Além disso, a corrida global por terras raras – com os EUA investindo na exploração desses recursos na Ucrânia – pode gerar impactos indiretos no Brasil, que também possui reservas desses minerais críticos. Monitorar a evolução desses mercados será fundamental para capturar oportunidades e mitigar riscos. Além disso, o redesenho das cadeias de suprimento estratégicas — como a corrida por terras raras e minerais críticos — pode reposicionar o Brasil no mapa da segurança mineral global. O país, com reservas relevantes, precisa observar de perto a evolução de investimentos externos e políticas de incentivo à mineração sustentável.
3. Renda Fixa: Pré-fixados, Pós-fixados e Inflação
Diante do fechamento expressivo da curva de juros em março, principalmente no trecho intermediário, os ganhos adicionais em pré-fixados exigem maior seletividade e gestão ativa, considerando o novo equilíbrio entre prêmio e risco.
4. Acompanhamento das Políticas Monetárias
Nos EUA, o Federal Reserve optou pela manutenção da taxa básica, mas o mercado já embute a expectativa de cortes graduais a partir do segundo semestre. Essa postura pode favorecer ativos de risco em mercados emergentes, ao mesmo tempo em que pressiona moedas locais com fundamentos frágeis.

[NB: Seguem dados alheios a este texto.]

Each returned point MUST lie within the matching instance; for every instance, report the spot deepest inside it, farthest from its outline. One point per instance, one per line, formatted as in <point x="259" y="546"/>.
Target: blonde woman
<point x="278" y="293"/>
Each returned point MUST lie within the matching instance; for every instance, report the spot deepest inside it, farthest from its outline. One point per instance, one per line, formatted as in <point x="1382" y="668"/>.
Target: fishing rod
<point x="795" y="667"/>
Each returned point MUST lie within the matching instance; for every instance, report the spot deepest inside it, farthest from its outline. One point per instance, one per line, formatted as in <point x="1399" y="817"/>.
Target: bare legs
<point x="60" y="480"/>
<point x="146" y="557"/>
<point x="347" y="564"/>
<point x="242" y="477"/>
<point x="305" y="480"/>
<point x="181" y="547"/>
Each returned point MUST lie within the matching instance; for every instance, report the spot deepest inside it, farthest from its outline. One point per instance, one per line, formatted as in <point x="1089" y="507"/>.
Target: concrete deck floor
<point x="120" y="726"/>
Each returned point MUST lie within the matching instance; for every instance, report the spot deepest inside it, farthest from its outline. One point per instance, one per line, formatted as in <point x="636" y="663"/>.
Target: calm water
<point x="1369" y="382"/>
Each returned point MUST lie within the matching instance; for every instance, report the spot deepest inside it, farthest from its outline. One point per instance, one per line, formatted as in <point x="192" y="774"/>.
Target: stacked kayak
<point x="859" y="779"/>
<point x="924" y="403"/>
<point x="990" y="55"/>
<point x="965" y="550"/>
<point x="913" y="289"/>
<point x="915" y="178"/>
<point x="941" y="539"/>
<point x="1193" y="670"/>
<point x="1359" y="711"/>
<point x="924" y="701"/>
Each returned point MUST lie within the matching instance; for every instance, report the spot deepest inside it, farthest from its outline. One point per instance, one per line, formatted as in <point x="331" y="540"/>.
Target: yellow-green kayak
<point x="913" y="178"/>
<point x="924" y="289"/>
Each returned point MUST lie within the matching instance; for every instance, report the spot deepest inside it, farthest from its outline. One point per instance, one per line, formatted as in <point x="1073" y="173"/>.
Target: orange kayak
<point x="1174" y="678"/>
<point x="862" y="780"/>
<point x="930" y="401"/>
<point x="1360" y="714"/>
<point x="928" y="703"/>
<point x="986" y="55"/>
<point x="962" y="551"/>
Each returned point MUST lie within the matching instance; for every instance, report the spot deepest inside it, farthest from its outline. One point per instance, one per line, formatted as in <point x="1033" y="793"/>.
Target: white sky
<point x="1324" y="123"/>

5. Proteção Cambial e Reservas
A desvalorização controlada do yuan e as intervenções do governo chinês elevam a necessidade de proteção em moedas fortes. O dólar segue sendo a âncora global, mas movimentos coordenados entre China, Japão e Coreia do Sul contra tarifas norte-americanas podem afetar fluxos cambiais e gerar volatilidade regional.
6. Tecnologias e Setores de Crescimento
Com o lançamento da Apple Intelligence em português e a abertura dos sistemas da Microsoft para AMD e Intel, o ecossistema de IA avança rapidamente para uma nova fase. Essas movimentações, além de intensificarem a disputa entre as ‘Magnificent 7’, abrem espaço para disrupções que reconfiguram cadeias de valor em escala global.
7. Consolidação de Ouro como Ativo de Proteção
O ouro segue desempenhando seu papel como ativo de proteção, especialmente em tempos de incerteza geopolítica e monetária. O movimento da China para ampliar suas reservas de ouro reflete a busca de diversos países por diversificação e menor dependência do dólar. Com os bancos centrais comprando ouro de forma consistente e os riscos inflacionários ainda presentes, o metal precioso continua sendo uma alternativa robusta para proteção patrimonial e hedge contra volatilidade cambial.
8. Monitoramento Geopolítico e Impactos no Petróleo
O Oriente Médio voltou ao radar com o ataque israelense ao sul de Beirute e o risco de escalada com o Hezbollah. Simultaneamente, cresce a atenção sobre a infraestrutura crítica global, com alertas sobre a vulnerabilidade dos cabos submarinos — inclusive diante do desenvolvimento de ferramentas chinesas com capacidade de interceptação a grandes profundidades. A estabilidade energética e a segurança da informação são agora elementos entrelaçados no cenário de risco.